2.2.3 Dipeptide composition

Dipeptides consist of two amino acid residues in a protein sequence and play a significant role in revealing the complex structure and function of proteins [37]. By studying the frequency and distribution of dipeptides, scientists can learn more about the relationship between amino acid pairs, revealing important information about protein structure, stability, association, and enzymatic activity. Dipeptide analysis is a powerful tool for understanding the complex mechanisms behind protein folding, binding interactions, and structural changes. Additionally, dipeptide-based signatures facilitate the development of machine-learning models for protein classification, prediction, and engineering. There are 400 dipeptide pairs, and the frequency of every pair is computed to describe a primary sequence by a 400-dimensional fixed vector. The Eq. 6 is used to compute the dipeptide composition of the primary sequence S with length k.

$$\begin{aligned} D_i=\frac{n_i}{k}, \; \; \; \; \; \; \; i=1 \; to \; 400 \end{aligned}$$
(6)

where \(n_i\) is the count that tells how many times the \(i^{th}\) dipeptide pair occurs within the sequence S.

2.2.4 Normal distribution

The probability normal distribution, sometimes called the Gaussian distribution, is a continuous distribution widely used in statistics and contingency theory [38]. This distribution is characterized by the equivalent bell curve, where the standard deviation and mean control the central tendency and spread of the distribution. The mode, median, and mean are equal in a normal distribution, and 68% of the data are within one standard deviation of the mean. Additionally, almost all data points are within three standard deviations of the mean, with around 95% of the data falling within two standard deviations. Consider a protein sequence S having length n, where \(S = s_1 s_2 \ldots s_n\) and \(s_i\) indicate the \(i^{th}\) amino acid in the sequence.

Let \(x_i\) be the property value associated with amino acid \(s_i\); we have used frequencies of each amino acid in the protein sequence as the property value. Let \(\sigma _i\) be the standard deviation and \(\mu _i\) be the mean of the property value for amino acid \(s_i\).
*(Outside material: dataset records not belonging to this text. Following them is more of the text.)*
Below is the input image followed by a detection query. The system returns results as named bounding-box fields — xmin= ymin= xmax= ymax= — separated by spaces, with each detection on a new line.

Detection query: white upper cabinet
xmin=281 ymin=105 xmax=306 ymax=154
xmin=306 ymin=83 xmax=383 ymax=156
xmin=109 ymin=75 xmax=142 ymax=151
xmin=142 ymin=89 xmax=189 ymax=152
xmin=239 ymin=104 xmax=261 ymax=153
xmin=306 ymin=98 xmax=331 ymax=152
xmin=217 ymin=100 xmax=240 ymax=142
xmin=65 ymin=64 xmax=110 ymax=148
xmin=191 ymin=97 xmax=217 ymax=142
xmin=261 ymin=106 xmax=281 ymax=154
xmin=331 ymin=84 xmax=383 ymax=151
The normal distribution value \(\text {ND}(x_i)\) for amino acid \(s_i\) can be estimated using the probability density function:

$$\begin{aligned} \text {ND}(x_i) = \frac{1}{\sqrt{2\pi }\sigma _i} \cdot e^{-\frac{(x_i - \mu _i)^2}{2\sigma _i^2}} \end{aligned}$$
(7)

The resulting \(\text {ND}(x_i)\) represents the normal distribution value of the property corresponding to amino acid \(s_i\) in the primary sequence.

In this study, we employed a comprehensive set of features to characterize and analyze protein sequences to gain deeper insights into their structural and functional attributes. The features utilized encompassed diverse aspects, including the frequency of individual amino acids, the fractional representation of each amino acid, occurrences of dipeptides, and normal distribution values associated with each amino acid. Furthermore, physicochemical properties such as molecular weight, charge, polarity, hydrophobicity, aromaticity, instability index, gravy, helix rotation, turn fraction, and sheet fraction were considered. In the present study, each protein sequences is represented by 471-dimensional feature vector. This multifaceted feature set allowed us to construct a holistic profile of the protein sequences under investigation. These features capture the primary sequence characteristics and delve into the physicochemical properties that contribute to the proteins’ overall structural and functional aspects.

2.3 Machine learning algorithms

2.3.1 KNN classifier

The KNN is a supervised machine learning technique that may be used for regression and classification problems [39]. It functions as a non-parametric technique, using the k-nearest training samples to the test sample for generating predictions. KNN provides a list of the nearest neighbors for new information for classification tasks. In regression analysis, the algorithm calculates the mean of the K nearest neighbors to make the estimation.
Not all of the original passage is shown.